刃物メーカーに産業用刃物の替え刃を外注するメリット・デメリット

外注のメリット

  • コスト削減:純正替え刃に比べて、同等品質の製品をより低コストで調達できる場合があります。特に大量消費するラインでは、年間のランニングコスト削減につながります。
  • 仕様変更・再設計への柔軟性:刃物専門メーカーであれば、現物を基に刃先角度や材質、厚みなどを再設計し、切れ味や寿命を改善することができます。
  • 多品種・小ロット対応:製造ラインごとに異なる仕様の替え刃を少量から対応できるため、ライン変更や試作にも柔軟に対応できます。
  • 品質改善・耐久性向上:高硬度材や特殊コーティングなど、使用環境に合わせた最適な材質選定が可能で、刃物寿命を延ばすことができます。
  • 納期短縮:国内の刃物メーカーに直接依頼することで、短納期での入手が可能になります。

外注のデメリット

  • 互換性リスク:外径、厚み、中心穴径、ピン位置などが完全に一致しないと取付できない場合があり、実機確認が必要です。
  • 仕様情報の不足:純正図面が非公開の場合、現物測定による推定製作となり、刃先角度や熱処理条件が完全一致しないことがあります。
  • 性能差のリスク:切れ味や寿命が純正より短いケースもあり、初回はテスト導入での評価が推奨されます。
  • 安全・衛生基準への対応:食品や医薬分野では、衛生・安全基準に適合した材質や表面処理が求められるため、供給元の対応範囲を確認する必要があります。

外注と純正の使い分けの考え方

互換性が明確で、作業条件が標準的な範囲に収まる場合は、機械メーカー以外の供給先からの替え刃調達が選択肢になります。
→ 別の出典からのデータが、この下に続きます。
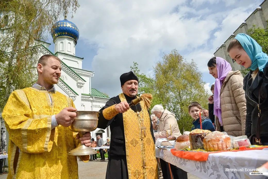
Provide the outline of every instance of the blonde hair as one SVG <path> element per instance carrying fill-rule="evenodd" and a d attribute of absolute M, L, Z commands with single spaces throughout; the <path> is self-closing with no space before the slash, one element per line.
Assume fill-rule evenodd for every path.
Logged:
<path fill-rule="evenodd" d="M 235 39 L 232 40 L 228 45 L 228 47 L 227 48 L 227 52 L 229 53 L 231 49 L 234 47 L 237 47 L 239 49 L 243 49 L 243 47 L 240 43 L 240 42 Z"/>

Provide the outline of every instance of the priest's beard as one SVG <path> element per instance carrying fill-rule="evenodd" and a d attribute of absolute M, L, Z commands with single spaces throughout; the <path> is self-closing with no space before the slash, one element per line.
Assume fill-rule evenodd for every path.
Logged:
<path fill-rule="evenodd" d="M 130 94 L 130 97 L 133 98 L 134 98 L 137 96 L 137 94 Z"/>

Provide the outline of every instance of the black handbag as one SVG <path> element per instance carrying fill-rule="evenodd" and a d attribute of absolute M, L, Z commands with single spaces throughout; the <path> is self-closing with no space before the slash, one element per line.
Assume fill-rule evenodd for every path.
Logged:
<path fill-rule="evenodd" d="M 258 106 L 258 119 L 257 120 L 257 134 L 252 134 L 248 137 L 250 143 L 252 145 L 262 145 L 260 141 L 260 89 L 259 93 L 259 104 Z"/>

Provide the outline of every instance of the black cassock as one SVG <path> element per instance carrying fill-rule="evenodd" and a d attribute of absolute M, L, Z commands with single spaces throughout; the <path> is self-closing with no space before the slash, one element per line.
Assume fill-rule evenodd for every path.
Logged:
<path fill-rule="evenodd" d="M 136 97 L 131 97 L 124 94 L 128 103 Z M 113 97 L 107 102 L 106 104 L 99 111 L 98 128 L 105 129 L 109 126 L 111 130 L 111 143 L 109 152 L 109 160 L 106 171 L 106 179 L 126 179 L 128 178 L 128 168 L 126 157 L 126 146 L 125 144 L 123 115 L 119 113 L 110 120 L 107 120 L 103 116 L 102 110 L 108 107 L 121 102 L 119 96 Z M 135 112 L 142 110 L 139 103 L 132 106 L 131 108 Z M 148 111 L 149 113 L 149 111 Z M 149 116 L 150 116 L 150 113 Z M 131 119 L 129 119 L 131 120 Z M 150 131 L 154 141 L 155 138 L 154 135 L 152 123 Z M 137 155 L 139 155 L 137 154 Z"/>

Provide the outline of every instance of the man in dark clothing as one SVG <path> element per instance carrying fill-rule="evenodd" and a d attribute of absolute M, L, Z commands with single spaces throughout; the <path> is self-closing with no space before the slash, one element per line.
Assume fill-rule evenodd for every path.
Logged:
<path fill-rule="evenodd" d="M 111 143 L 106 179 L 158 178 L 154 137 L 148 107 L 137 98 L 139 80 L 133 72 L 120 77 L 123 93 L 111 98 L 100 110 L 98 127 L 110 126 Z"/>

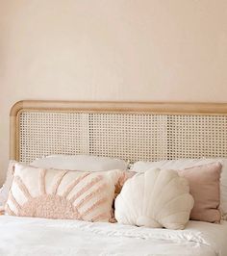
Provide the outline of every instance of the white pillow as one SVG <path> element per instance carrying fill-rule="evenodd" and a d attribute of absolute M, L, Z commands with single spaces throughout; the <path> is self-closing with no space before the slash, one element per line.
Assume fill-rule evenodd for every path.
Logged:
<path fill-rule="evenodd" d="M 193 207 L 189 182 L 174 170 L 138 173 L 124 184 L 115 199 L 119 223 L 183 229 Z"/>
<path fill-rule="evenodd" d="M 227 219 L 227 159 L 213 158 L 213 159 L 179 159 L 179 160 L 164 160 L 158 162 L 137 162 L 133 165 L 131 170 L 136 172 L 144 172 L 151 168 L 161 169 L 175 169 L 181 170 L 193 166 L 203 166 L 214 162 L 219 162 L 222 165 L 220 177 L 220 211 L 222 219 Z"/>
<path fill-rule="evenodd" d="M 127 169 L 127 163 L 120 159 L 88 155 L 51 155 L 37 159 L 30 164 L 35 167 L 59 168 L 68 170 L 103 171 L 110 169 Z"/>

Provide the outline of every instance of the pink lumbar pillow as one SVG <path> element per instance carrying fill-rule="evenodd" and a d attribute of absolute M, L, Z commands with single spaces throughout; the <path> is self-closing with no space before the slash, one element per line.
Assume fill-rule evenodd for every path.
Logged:
<path fill-rule="evenodd" d="M 121 170 L 82 172 L 15 164 L 6 213 L 18 217 L 111 221 L 115 186 L 122 174 Z"/>
<path fill-rule="evenodd" d="M 194 198 L 190 219 L 219 222 L 221 164 L 194 166 L 179 170 L 178 173 L 189 182 L 190 193 Z"/>

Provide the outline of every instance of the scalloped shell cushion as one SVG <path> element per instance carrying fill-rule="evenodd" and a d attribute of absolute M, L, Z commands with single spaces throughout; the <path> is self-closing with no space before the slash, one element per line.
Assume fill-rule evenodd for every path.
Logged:
<path fill-rule="evenodd" d="M 81 172 L 15 164 L 6 213 L 19 217 L 109 221 L 121 170 Z"/>
<path fill-rule="evenodd" d="M 127 180 L 115 199 L 119 223 L 184 229 L 193 207 L 188 181 L 174 170 L 153 169 Z"/>

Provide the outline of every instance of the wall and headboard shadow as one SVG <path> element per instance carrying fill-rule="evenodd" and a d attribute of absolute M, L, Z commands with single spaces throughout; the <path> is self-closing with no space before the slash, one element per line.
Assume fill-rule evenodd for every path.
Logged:
<path fill-rule="evenodd" d="M 11 158 L 50 154 L 139 160 L 227 157 L 227 104 L 20 101 Z"/>

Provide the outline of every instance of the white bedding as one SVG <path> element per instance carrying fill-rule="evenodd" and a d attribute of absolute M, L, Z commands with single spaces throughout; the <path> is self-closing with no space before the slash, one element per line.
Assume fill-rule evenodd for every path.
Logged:
<path fill-rule="evenodd" d="M 185 230 L 77 220 L 0 217 L 0 255 L 227 255 L 227 221 L 189 221 Z"/>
公式情報として、特定分野の機械に対応する交換用刃物の供給を示す事例が複数存在するためです。
一方、機械の安全や食品衛生など、規格適合が前提となる場面や、専用機構に依存する独自形状では、純正の採用やメーカー指示の遵守を優先します。いずれの場合も、取り付け寸法、材質、刃先仕様、許容差、運転条件を供給先とすり合わせ、試験導入で適合を確認します。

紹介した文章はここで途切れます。